Comentário editorial
Nesta leitura prática, a decisão é organizada para mostrar o que o STJ efetivamente registrou e quais dados devem ser conferidos antes de transportar o entendimento para uma situação cotidiana. O recorte processual é AgRg no HC, julgado por SEXTA TURMA, sob relatoria de ANTONIO SALDANHA PALHEIRO.
Para o cidadão, o ponto essencial é não tratar a ementa como uma regra automática: fatos, pedidos, fase processual e legislação aplicável precisam ser comparados com o caso concreto. Quando o julgamento repercutir em mobilidade, veículos, sanções ou direitos do condutor, essa conexão deve estar expressa no próprio texto oficial.
Pontos centrais da ementa
- FURTO DUPLAMENTE QUALIFICADO CONSUMADO, FURTO DUPLAMENTE QUALIFICADO TENTADO E ASSOCIAÇÃO CRIMINOSA.
- A aferição da violação à garantia constitucional da razoável duração do processo não se realiza de forma puramente matemática.
- Reclama, ao contrário, um juízo de razoabilidade, no qual devem ser sopesados não só o tempo da prisão provisória mas também as peculiaridades da causa, sua complexidade, bem como quaisquer fatores que possam influir na tramitação da ação penal.

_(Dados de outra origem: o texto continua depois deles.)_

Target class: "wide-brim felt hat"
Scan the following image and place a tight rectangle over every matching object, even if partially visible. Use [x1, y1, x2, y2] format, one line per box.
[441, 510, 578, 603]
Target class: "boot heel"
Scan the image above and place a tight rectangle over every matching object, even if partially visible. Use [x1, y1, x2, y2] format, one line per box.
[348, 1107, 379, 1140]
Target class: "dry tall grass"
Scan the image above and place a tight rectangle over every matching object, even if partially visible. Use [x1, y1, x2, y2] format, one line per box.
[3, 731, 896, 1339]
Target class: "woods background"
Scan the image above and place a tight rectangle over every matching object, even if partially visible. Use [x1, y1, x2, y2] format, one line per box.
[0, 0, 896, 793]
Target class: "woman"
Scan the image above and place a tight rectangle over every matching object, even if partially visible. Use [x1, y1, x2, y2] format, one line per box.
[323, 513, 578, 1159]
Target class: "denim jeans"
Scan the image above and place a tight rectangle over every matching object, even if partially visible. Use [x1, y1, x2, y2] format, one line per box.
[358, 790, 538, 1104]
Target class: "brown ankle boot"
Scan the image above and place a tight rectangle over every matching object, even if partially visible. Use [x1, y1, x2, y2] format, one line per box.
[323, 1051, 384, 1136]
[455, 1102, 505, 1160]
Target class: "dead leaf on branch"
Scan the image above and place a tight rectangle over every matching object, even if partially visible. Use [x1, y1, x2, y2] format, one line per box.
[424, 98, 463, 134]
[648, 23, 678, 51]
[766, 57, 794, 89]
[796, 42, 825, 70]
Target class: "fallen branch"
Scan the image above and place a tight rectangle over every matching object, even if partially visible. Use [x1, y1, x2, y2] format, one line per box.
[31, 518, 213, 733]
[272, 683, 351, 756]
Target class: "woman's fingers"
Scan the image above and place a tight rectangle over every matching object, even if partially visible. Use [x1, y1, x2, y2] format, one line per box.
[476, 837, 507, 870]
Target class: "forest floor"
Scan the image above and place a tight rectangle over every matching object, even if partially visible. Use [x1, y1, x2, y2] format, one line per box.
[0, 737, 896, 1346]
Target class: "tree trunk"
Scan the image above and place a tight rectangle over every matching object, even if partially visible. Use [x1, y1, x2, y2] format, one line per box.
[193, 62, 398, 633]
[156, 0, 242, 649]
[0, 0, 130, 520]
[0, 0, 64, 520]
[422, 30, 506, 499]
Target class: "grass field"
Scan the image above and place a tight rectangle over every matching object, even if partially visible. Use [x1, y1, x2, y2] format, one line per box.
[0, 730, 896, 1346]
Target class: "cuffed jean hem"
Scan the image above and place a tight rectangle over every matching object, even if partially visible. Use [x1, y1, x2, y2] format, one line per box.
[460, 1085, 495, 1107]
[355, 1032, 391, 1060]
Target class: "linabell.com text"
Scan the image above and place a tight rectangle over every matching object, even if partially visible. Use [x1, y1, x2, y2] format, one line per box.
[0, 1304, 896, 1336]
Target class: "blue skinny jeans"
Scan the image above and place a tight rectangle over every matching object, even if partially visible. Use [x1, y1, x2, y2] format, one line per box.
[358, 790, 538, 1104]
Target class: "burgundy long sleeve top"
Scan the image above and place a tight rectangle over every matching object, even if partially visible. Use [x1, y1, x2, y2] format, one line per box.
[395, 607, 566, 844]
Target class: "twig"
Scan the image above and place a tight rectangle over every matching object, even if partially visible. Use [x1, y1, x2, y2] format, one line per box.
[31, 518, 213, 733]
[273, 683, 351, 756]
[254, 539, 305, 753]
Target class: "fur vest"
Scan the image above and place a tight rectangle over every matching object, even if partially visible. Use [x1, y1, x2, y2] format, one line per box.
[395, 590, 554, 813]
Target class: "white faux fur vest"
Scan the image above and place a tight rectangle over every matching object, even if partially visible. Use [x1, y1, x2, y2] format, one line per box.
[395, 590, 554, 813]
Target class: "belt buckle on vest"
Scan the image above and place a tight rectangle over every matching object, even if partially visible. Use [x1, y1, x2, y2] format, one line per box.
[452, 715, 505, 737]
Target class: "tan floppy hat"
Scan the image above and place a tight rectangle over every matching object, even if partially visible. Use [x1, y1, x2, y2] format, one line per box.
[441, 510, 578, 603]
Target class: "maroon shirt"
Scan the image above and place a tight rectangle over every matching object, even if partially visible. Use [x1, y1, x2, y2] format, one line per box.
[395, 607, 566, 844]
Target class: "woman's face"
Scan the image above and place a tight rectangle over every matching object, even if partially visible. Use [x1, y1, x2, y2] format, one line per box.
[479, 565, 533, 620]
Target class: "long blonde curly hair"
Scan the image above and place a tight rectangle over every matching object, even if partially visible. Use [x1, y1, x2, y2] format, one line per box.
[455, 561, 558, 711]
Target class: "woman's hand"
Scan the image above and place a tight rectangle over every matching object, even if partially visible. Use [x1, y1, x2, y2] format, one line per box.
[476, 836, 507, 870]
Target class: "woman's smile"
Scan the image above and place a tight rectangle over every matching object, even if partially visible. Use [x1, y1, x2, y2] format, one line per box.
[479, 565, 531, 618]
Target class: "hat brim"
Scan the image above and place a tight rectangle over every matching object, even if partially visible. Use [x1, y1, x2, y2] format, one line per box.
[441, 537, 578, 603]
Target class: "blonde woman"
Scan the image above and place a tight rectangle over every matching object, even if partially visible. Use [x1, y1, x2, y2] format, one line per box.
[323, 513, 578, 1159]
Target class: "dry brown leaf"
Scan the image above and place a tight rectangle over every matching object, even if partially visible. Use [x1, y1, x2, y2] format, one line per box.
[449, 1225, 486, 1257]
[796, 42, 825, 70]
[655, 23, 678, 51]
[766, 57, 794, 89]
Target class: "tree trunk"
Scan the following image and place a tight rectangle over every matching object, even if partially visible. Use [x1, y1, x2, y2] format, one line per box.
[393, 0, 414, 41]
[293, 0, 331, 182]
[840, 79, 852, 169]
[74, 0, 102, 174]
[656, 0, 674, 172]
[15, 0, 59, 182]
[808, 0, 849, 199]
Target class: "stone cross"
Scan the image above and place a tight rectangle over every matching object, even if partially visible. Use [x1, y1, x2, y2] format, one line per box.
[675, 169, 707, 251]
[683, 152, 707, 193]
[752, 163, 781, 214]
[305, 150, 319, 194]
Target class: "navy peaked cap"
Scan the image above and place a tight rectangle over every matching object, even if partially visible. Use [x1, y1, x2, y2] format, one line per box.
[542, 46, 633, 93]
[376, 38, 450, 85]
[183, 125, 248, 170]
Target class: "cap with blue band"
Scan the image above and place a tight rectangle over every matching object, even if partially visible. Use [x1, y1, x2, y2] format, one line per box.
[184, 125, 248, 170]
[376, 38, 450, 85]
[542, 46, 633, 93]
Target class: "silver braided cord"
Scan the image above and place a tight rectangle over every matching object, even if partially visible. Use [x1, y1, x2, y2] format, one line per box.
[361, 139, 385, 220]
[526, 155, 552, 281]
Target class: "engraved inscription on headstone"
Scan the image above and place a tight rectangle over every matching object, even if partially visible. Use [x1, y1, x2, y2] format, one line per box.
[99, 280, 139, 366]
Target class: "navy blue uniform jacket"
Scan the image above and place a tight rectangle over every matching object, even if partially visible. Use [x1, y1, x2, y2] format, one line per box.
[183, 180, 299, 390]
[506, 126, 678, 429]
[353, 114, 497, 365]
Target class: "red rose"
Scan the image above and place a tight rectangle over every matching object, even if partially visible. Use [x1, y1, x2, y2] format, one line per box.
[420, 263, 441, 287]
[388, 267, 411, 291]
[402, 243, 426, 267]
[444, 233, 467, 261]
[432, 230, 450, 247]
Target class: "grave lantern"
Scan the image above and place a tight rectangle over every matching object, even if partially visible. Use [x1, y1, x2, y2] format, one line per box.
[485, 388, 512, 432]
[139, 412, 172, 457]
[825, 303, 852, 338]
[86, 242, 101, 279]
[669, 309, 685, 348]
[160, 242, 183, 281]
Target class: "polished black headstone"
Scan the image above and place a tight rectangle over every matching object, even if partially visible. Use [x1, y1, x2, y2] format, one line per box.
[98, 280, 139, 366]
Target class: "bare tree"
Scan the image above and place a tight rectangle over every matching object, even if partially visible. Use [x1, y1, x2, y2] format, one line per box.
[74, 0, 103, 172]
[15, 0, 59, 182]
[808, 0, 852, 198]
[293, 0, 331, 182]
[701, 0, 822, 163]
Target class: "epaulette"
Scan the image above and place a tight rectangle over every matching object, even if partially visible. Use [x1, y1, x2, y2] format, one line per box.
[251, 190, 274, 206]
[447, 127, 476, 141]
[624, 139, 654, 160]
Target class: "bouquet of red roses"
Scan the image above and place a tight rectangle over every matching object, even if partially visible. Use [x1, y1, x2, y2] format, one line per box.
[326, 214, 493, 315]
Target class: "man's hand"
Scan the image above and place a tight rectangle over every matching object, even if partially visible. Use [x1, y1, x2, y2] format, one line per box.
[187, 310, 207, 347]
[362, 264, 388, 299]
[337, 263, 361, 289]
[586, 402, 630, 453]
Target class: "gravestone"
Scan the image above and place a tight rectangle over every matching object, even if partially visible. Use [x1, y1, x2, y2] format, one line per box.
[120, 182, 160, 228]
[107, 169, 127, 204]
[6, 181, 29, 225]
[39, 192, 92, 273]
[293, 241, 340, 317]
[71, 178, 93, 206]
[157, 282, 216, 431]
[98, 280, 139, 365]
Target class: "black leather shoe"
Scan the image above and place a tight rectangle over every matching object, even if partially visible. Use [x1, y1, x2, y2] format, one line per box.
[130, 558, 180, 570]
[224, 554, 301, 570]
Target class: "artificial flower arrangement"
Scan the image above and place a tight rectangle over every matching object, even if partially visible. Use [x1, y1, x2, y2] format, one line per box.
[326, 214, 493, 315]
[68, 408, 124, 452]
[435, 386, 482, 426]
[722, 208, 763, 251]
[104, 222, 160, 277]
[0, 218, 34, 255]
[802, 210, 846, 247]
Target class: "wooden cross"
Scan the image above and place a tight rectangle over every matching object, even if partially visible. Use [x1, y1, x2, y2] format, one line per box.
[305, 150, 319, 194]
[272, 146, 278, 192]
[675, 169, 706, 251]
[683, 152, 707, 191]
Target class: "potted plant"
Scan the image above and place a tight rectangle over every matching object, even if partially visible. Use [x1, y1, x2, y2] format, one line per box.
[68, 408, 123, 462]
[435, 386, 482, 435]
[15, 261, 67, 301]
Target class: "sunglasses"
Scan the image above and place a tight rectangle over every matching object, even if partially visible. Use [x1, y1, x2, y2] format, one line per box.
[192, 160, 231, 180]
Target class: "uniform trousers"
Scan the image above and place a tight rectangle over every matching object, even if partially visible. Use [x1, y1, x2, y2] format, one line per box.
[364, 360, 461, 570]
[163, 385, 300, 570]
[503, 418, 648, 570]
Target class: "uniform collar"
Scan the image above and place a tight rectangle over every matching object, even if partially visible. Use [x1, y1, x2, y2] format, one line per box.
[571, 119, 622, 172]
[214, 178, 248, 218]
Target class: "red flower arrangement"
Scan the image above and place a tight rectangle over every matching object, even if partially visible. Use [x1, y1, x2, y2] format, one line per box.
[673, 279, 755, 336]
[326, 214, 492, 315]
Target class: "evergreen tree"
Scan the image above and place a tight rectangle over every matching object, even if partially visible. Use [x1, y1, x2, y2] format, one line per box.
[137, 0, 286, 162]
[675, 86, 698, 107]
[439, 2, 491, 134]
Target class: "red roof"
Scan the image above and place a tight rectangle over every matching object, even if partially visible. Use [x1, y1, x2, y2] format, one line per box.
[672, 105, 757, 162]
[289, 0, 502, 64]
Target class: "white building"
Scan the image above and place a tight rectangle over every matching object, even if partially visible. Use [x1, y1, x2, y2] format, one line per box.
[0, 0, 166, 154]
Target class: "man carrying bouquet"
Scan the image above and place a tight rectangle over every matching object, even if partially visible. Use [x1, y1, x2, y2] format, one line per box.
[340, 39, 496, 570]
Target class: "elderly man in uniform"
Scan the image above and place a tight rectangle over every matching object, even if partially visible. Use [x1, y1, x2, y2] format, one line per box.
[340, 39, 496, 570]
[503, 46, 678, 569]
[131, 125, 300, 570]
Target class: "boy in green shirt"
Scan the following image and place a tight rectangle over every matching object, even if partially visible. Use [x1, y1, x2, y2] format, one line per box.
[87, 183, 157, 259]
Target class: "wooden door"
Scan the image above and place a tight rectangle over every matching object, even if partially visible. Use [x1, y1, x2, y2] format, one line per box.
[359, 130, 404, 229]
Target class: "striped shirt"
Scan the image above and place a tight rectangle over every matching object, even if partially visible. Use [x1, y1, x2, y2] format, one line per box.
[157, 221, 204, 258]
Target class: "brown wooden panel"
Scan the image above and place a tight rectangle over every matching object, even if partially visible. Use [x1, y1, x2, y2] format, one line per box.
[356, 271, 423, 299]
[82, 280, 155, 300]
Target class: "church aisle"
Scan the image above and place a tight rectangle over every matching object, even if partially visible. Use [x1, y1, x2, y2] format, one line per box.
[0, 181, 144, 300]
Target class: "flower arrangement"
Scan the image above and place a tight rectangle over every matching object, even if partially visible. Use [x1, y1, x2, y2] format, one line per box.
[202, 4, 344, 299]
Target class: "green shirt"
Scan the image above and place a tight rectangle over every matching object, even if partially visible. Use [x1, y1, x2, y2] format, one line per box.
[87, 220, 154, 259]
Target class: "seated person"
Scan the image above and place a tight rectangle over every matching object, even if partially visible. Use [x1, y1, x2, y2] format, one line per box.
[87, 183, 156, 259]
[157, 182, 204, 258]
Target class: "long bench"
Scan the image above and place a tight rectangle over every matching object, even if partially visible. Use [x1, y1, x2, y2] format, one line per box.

- No caso, o ora agravante está custodiado desde 25/9/2024, foi realizada audiência de instrução em 26/2/2025 e, concluídas as diligências pendentes, foi designada audiência de continuação para o dia 22/7/2025.
Resultado indicado
Agravo regimental desprovido.
Ementa oficial
AGRAVO REGIMENTAL EM HABEAS CORPUS. DIREITO PENAL. DIREITO PROCESSUAL PENAL. FURTO DUPLAMENTE QUALIFICADO CONSUMADO, FURTO DUPLAMENTE QUALIFICADO TENTADO E ASSOCIAÇÃO CRIMINOSA. PRISÃO PREVENTIVA. EXCESSO DE PRAZO PARA A FORMAÇÃO DA CULPA. NÃO CONFIGURADO. AGRAVO DESPROVIDO. 1. A aferição da violação à garantia constitucional da razoável duração do processo não se realiza de forma puramente matemática. Reclama, ao contrário, um juízo de razoabilidade, no qual devem ser sopesados não só o tempo da prisão provisória mas também as peculiaridades da causa, sua complexidade, bem como quaisquer fatores que possam influir na tramitação da ação penal. 2. No caso, o ora agravante está custodiado desde 25/9/2024, foi realizada audiência de instrução em 26/2/2025 e, concluídas as diligências pendentes, foi designada audiência de continuação para o dia 22/7/2025. Desse modo, não há falar-se em excesso de prazo, pois o processo vem tendo regular andamento na origem, sinalizando, inclusive, para o encerramento da instrução. Eventual delonga para o seu término se deve à complexidade do feito, a que respondem cinco réus com representantes distintos, por três fatos delitivos, sendo arroladas quatorze testemunhas, além da necessidade de diligências probatórias, o que afasta, por ora, a ocorrência de excesso de prazo para a conclusão da instrução criminal, especialmente diante da designação de data próxima para a continuação do ato processual. 3. Soma-se a isso o fato de não haver manifesta desproporcionalidade no lapso temporal transcorrido desde a efetivação da custódia cautelar até o presente momento, mormente em se tratando de imputação pela suposta prática de três delitos - furto duplamente qualificado consumado, furto duplamente qualificado tentado e associação criminosa. 4. Esta Corte tem jurisprudência pacífica quanto à impossibilidade de se realizar juízo prospectivo da pena a ser aplicada, atribuição exclusiva do magistrado sentenciante quando da prolação da sentença. 5. Agravo regimental desprovido.
Referências legislativas
[]
Fonte e transparência
Conteúdo documental proveniente do conjunto oficial de dados abertos do STJ. Consulte também a pesquisa de jurisprudência do STJ e o arquivo oficial de origem deste registro.
Aviso: este material tem finalidade informativa e documental. Não constitui parecer jurídico nem garante aplicação do entendimento a outro processo.